Extends the base trainer with:
- periodic dev-set evaluation
- HF-format checkpointing
- optional grad accumulation
"""
def __init__(self, config: MyConfig, environment, algorithm, dev_prompts=None):
super().__init__(config, environment, algorithm)
self.dev_prompts = dev_prompts or []
os.makedirs(self.config.ckpt_dir, exist_ok=True)
# optional but encouraged
def _save_hf(self, step: int) -> None:
"""Save your attacker and its tokenizer"""
# optional method
@torch.no_grad()
def _eval_dev(self, step: int, tag: str = "dev"):
"""Run a lightweight evaluation on dev prompts. Fill in your logic."""
pass
# required method
def train(self):
"""Implement your custom training loop!"""

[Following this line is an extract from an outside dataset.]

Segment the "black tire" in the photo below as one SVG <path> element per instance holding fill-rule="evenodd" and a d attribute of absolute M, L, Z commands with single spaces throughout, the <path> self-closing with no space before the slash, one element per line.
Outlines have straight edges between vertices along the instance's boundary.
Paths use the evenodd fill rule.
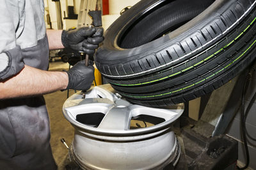
<path fill-rule="evenodd" d="M 98 69 L 120 95 L 145 106 L 220 87 L 256 57 L 256 0 L 213 1 L 141 1 L 106 31 Z"/>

# see astra_rl.ext.transformers.hf_ast_problem for an implemented custom class example
pass
6.4 Early stopping or custom LR schedules¶
Inside your custom train()
:
- Early stopping: track a validation metric (e.g., dev score from
_eval_dev
) and stop afterx
steps with no improvement. - LR scheduling: instantiate a PyTorch scheduler after the optimizer and call
scheduler.step()
each iteration or epoch; store scheduler state alongside checkpoints if you need exact resumption.
7. Full Examples¶
- Custom AST problem with trainer:
examples/GPT2_v_GPT2/ast_trainer.py
- Source for HF-compatible trainer/config:
astra_rl/ext/transformers/hf_ast_problem.py
Use these as references when writing up your own training loop or extending the provided trainers.